Banks' novel was inspired by a series of newspaper accounts written in the late 1980s about the aftermath of a real-life school bus accident in South Texas. He kept the articles and began speculating on the aftermath of the accident and its effect on the community. Through the process of imagining his novel, the subject took on a larger poetic and symbolic significance.

"It's a parable in a way," he says, "though the texture and the surface of it is realistic and kind of gritty. It's really a parable of the lost children, something that I think is a widespread cultural phenomenon in the last half of our century, where in some terrible way, our culture has lost its children."

Helping connect this story of a small town to the larger world is the film's majestic cinematography.
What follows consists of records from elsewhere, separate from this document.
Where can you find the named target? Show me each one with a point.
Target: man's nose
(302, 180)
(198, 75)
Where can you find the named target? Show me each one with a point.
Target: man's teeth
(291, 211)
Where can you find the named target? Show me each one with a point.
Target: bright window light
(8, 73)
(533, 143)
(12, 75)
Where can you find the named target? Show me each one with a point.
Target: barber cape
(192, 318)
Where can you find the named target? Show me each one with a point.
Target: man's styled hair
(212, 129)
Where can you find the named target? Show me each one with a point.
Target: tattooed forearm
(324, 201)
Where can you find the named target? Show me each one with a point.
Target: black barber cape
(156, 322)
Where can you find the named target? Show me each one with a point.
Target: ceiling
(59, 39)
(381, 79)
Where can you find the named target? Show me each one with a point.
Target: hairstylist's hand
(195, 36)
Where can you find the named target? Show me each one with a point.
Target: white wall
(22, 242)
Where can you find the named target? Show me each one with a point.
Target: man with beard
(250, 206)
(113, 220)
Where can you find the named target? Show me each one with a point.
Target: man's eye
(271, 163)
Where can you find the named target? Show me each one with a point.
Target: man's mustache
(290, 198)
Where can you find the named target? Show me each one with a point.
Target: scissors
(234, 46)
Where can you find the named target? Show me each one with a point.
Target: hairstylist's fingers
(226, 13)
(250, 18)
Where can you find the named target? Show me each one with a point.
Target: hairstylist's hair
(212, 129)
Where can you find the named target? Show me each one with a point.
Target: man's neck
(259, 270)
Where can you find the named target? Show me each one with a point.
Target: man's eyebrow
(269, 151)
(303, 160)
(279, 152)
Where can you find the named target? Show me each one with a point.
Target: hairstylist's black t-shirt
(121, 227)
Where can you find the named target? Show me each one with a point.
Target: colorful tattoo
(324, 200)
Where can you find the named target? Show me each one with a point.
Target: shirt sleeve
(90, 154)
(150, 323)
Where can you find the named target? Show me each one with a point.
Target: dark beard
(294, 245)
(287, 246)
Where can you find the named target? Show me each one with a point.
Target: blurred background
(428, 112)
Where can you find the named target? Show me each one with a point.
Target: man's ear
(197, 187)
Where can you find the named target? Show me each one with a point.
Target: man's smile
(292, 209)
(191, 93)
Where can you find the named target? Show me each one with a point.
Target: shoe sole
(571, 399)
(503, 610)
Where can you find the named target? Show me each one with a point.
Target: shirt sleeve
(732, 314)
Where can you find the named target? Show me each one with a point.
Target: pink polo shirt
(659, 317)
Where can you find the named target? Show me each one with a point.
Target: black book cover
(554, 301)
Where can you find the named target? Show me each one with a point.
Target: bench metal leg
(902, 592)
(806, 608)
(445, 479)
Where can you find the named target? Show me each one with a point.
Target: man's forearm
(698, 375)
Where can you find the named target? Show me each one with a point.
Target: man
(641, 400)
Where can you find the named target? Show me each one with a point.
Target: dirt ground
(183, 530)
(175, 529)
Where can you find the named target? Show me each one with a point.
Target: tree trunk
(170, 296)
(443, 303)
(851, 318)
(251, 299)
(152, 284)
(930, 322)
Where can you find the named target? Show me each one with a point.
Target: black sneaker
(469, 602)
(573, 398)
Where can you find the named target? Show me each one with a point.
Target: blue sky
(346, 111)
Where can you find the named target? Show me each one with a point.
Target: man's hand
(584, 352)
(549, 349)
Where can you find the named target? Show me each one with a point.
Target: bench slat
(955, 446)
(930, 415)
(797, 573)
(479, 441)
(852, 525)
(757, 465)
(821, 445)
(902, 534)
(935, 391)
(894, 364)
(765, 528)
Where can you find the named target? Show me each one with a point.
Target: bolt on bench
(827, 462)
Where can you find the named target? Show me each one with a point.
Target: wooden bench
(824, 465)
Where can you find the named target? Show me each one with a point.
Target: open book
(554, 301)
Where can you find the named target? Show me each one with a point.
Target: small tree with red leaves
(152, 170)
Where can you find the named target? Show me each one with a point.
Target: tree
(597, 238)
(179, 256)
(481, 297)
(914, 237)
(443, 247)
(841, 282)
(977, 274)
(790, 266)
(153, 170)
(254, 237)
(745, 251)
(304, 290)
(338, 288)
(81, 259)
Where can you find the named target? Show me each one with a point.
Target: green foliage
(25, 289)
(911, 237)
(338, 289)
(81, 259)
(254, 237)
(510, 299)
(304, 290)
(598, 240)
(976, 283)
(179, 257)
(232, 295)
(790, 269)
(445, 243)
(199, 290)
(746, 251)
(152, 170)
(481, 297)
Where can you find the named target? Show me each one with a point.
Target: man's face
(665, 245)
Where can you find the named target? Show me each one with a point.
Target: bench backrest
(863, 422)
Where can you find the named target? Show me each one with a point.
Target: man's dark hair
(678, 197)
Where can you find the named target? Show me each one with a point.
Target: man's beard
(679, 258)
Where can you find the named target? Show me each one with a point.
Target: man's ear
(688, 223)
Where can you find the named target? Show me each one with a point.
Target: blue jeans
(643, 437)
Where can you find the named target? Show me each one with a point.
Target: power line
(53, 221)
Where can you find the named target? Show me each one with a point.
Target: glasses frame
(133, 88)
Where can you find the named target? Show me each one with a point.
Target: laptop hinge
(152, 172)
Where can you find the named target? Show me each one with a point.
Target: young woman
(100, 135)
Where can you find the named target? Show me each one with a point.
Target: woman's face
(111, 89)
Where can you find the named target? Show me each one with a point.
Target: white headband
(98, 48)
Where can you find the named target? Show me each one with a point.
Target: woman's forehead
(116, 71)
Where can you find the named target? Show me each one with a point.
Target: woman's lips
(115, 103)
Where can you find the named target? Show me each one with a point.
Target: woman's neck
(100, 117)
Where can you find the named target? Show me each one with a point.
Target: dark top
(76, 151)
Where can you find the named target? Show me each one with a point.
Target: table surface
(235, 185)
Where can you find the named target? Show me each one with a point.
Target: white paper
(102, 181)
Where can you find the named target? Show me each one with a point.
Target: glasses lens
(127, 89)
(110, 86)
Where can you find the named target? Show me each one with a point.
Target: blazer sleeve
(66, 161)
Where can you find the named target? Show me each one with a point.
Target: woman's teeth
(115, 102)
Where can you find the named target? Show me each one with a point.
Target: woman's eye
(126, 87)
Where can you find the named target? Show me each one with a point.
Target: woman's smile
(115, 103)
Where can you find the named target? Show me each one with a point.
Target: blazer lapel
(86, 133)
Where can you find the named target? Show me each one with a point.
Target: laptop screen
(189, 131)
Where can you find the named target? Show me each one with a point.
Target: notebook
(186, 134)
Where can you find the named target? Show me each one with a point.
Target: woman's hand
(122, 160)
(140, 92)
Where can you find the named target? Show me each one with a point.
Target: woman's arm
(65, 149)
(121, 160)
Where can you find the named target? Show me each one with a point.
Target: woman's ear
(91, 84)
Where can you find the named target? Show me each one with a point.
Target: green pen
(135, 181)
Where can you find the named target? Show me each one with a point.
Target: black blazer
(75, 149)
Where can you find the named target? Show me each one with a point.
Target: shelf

By shooting the film in anamorphic cinemascope, notes director of photography Paul Sarossy, "it opens up a whole new dimension compositionally. It's just sort of instantly beautiful to look at, no matter how mundane the subject that the camera is pointed at." Another advantage to the wide-screen format is that it allows the possibility of close-ups while other things occur within the same frame. "Atom wanted to find the landscape in the character's faces," Sarossy explains, "and the format is quite ideal for that. The terrain of the face fits in the context of the greater geography."

The format also allows for the filming of a character and his or her background at the same time. Thus, the bus driver Dolores Driscoll's personal pain is all the more palpable as we see her surrounded by photos of the children she drove, "her kids."